Single Particle Analysis Preparation

The advent of direct detectors and automated data acquisition means that large amounts of data are acquired in a relatively short time. Most of the preprocessing can be done automatically, either streaming or as a batch of files. The following operations are typically done:

All except the last can be combined in a single command line.

1 Directory layout and parameter files

The user must make a decision as to the organization of files. The aim is to group files together in directories that have some relationship to the stage of processing. This also allows the user to try different processing strategies with the results deposited in separate directories.

It is recommended that a layout similar to that shown in Table 1 be adopted for processing in Bsoft. In the case of independent data sets ("golden standard"), the best is to split the full data set into two or more major directories and process each completely separately.

The parameter files (typically STAR files) embed the image paths relative to its location. So it is best not to move the parameter files once they have been created. To move a parameter file to a different location, copy it by using a program such as bmg and write the new file in the desired place. The intent is that this will modify the image paths so they remain correctly specified in the parameter file.

Table 1: Suggested directories for SPA in Bsoft
Directory Purpose
mg Raw micrographs/Frames
mg_b2 Micrographs binned two-fold
part Particle images extracted from the micrographs
ctf CTF-corrected particle images
ref Initial reference map(s) for orientation-finding
run1 First run of determining particle orientations with the resultant reconstruction(s)
run2 Second run of determining particle orientations with the resultant reconstruction(s)
... ...

All programs handling parameter files (such as bmg, bpartsel, borient, etc.) can read multiple files and concatenate them into one large internal parameter database. The whole internal database is then written out into one parameter file by specifying the "-output" option. If the user requires individual parameter files for each micrograph, the program bmg has a "-split" option to generate one parameter file per micrograph. Some of the programs also allow the user to set the path for files, which is very important to ensure a smooth and easy workflow.

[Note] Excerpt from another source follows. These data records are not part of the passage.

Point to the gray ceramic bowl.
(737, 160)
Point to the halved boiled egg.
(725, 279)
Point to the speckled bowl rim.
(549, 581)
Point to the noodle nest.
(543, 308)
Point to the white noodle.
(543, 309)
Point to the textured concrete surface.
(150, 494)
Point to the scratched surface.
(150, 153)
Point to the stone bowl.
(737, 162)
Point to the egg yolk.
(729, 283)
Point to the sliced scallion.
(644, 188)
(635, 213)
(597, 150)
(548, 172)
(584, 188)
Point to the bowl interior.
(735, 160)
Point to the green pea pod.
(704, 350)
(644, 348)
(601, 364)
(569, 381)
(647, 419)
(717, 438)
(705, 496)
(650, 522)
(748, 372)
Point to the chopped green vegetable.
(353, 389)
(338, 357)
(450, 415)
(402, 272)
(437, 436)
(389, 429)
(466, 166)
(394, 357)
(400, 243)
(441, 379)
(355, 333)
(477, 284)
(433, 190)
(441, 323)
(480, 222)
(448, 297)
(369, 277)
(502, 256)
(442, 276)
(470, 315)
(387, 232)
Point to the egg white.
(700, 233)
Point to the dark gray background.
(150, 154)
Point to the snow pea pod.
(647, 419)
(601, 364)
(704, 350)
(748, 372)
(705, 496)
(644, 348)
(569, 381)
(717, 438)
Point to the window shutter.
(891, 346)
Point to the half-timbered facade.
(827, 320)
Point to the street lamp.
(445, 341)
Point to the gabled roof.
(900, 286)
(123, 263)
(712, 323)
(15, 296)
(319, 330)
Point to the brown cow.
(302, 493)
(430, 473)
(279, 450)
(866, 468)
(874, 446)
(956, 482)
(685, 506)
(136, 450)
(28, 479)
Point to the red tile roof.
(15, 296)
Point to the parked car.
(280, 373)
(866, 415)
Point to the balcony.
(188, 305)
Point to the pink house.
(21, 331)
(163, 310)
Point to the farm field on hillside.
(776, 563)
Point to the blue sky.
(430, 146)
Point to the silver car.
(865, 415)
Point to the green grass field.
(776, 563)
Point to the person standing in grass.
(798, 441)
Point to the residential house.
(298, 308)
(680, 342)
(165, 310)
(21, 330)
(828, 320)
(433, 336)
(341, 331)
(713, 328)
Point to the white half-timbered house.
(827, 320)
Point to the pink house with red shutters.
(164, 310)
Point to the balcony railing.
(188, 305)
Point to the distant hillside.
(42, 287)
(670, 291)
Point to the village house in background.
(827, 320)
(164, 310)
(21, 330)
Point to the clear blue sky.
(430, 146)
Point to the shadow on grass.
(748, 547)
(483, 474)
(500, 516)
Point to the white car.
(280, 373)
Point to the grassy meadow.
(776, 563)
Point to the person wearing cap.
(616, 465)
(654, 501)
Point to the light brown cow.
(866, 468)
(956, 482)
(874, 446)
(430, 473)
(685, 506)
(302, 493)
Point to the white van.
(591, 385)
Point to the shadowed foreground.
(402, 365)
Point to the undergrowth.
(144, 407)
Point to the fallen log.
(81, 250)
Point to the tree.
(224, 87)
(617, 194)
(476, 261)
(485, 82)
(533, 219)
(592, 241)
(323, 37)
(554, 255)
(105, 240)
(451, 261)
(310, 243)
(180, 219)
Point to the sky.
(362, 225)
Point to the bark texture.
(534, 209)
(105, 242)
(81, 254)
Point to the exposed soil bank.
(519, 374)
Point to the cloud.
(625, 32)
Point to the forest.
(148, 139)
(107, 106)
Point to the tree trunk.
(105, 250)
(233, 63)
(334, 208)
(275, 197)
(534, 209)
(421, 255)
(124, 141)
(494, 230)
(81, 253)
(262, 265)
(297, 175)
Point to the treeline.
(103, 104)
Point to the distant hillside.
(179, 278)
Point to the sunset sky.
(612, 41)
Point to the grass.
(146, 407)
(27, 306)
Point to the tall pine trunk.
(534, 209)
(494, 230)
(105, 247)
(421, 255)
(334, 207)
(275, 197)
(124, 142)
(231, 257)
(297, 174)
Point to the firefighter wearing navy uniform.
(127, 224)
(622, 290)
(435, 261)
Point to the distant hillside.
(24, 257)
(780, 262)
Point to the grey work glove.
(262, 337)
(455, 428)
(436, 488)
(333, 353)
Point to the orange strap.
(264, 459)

The concept of a micrograph used in Bsoft is the equivalent of taking a single 2D image on a photographic film and scanning it in a digitization device. Single images taken on CCD or direct cameras qualify as simple micrographs. Dose-fractionation (also called movie mode) results in a series of 2D images (frames) where the aligned average is considered equivalent to a micrograph. The initial processing of the micrographs therefore depends on how they were acquired. The best advice is to keep the individual micrographs and their derivatives separate and use a script to automate all the initial processing up to fitting the CTF parameters. Each micrograph is typically preprocessed separately and the parameter files combined afterwards.

2. Gain-correction

In a CCD or direct detector, the gain is typically automatically corrected and this step can be skipped. However, sometimes gain correction is not done to speed up acquisition. In this case gain correction becomes part of the preprocessing.

Unfortunately, the gain reference image is not guaranteed to be oriented in the same way as the micrograph images. Every camera has blemishes that show up in both the gain reference and micrographs. The orientation is therefore determined by comparing the gain reference with a micrograph and finding the corresponding blemishes. When each micrograph is a set of movie frames, these can be summed to increase the signal to be able to see the blemishes:

bimg -verb 7 -sum mg2304.tif mg2304_sum.mrc

The gain reference should then be oriented to agree with the micrograph:

bimg -verb 7 -reslice x-yz gain.tif gain_resliced.mrc

Multiplication of the micrograph with the gain reference should now remove the features of the camera chip:

bop -verb 7 -sam 0.537 -mult 1,0 mrc2304_sum.mrc mrc2304_gc.mrc

The oriented gain reference is now suitable for use during movie frame alignment.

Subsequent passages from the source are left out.